Kendrick Lamar, National Symphony Orchestra Unveil ‘Butterfly’ Anthems
Last night at the Kennedy Center, Kendrick Lamar walked onstage in all black, cross around his neck, hair in cornrows, his expression purposeful, dragging the base of his mic stand across the floor of the stage until he reached the center. When he got there and planted his feet, he stared at the mic, fidgeting and maneuvering toward it, as if he were a boxer sizing up his opponent, or Indiana Jones about to grab a precious artifact, while his band, the Wesley Theory, whipped up an anxious jazz groove. Then he snapped toward the mic and finally addressed his audience for the first time: “This! Dick! Ain’t! Free!”
Lamar’s second major-label album, To Pimp a Butterfly, topped the Billboard charts seven months ago. But several of its songs didn’t get a proper stage debut until Tuesday night, when the Compton rapper and his band performed with backing from the National Symphony Orchestra. Throughout 2015, Lamar has mostly played festival sets comprised of older material, with two or three songs from Butterfly sprinkled in. So when “For Free?” opened Lamar’s set, it marked the first-ever public performance of the playfully profane track, and most likely the first time anyone has said “This dick ain’t free” on the stage of the Kennedy Center.
If Kendrick Lamar needed a few extra months to memorize and rehearse some of the most intricate verses of his career before performing them live, it was worth the wait. Much of the album concerns a crisis of confidence that the rapper seemed to have, perhaps surprisingly, after the platinum success of 2012’s universally acclaimed good kid, m.A.A.d. city. The MC addresses “Mortal Man” directly to his fans, and it was thrilling to see him deliver those lyrics to them in person for the first time: “If I’m tried in the court of law, if the industry cut me off/If the government want me dead, plant cocaine in my car/Would you judge me a drughead or see me as K. Lamar?/Or question my character and degrade me on every blog?”
The evening opened with a brief performance by the Mellow Tones, a group of students from the local Duke Ellington School of the Arts who performed inventive a cappella arrangements of jazz standards.
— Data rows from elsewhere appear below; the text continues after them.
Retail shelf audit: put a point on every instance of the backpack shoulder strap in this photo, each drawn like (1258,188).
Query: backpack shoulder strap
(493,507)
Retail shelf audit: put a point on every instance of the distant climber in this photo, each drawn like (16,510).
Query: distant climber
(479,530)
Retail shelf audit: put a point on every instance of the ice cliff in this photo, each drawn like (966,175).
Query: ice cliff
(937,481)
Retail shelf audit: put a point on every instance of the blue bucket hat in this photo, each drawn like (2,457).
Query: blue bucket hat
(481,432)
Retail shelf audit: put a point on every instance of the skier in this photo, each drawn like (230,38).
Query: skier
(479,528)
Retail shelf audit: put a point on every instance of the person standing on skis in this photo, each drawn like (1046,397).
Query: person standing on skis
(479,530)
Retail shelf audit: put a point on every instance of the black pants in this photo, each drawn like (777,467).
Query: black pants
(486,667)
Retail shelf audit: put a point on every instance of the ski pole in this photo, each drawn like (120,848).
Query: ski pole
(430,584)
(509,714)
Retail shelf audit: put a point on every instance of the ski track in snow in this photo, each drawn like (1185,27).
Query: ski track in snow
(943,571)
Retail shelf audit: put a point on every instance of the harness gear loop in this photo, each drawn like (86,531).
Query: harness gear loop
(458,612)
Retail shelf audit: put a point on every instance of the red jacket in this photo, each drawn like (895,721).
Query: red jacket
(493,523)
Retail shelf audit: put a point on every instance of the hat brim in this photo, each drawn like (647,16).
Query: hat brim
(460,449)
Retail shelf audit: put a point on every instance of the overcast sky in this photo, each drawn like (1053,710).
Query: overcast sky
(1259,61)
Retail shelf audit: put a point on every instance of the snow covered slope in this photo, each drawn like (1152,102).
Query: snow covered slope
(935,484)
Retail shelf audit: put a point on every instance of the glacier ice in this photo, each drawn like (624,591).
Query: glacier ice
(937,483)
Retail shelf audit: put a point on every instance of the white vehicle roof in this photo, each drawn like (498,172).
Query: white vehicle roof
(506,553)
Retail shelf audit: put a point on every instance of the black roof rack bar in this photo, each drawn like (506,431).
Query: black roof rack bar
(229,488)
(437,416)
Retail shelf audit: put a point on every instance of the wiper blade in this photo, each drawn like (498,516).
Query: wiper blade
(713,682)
The audience greeted the nine talented teenagers with open arms, particularly when they ended their set with a performance of Marvin Gaye’s “What’s Going On” that resonated deeply with the themes the headliner would rap about a few minutes later.
Before Lamar appeared onstage, the NSO performed an overture, giving a quick demonstration of their volume and power. But once arguably the best rapper alive walked out and began working the stage with a tightly coiled energy, it was often easy to forget that there were dozens of musicians behind him. Then something like the ominous orchestration on To Pimp a Butterfly‘s hardest song, “The Blacker the Berry,” or the lush, dreamy strings on “These Walls” reminded you how vital this collaboration sounded.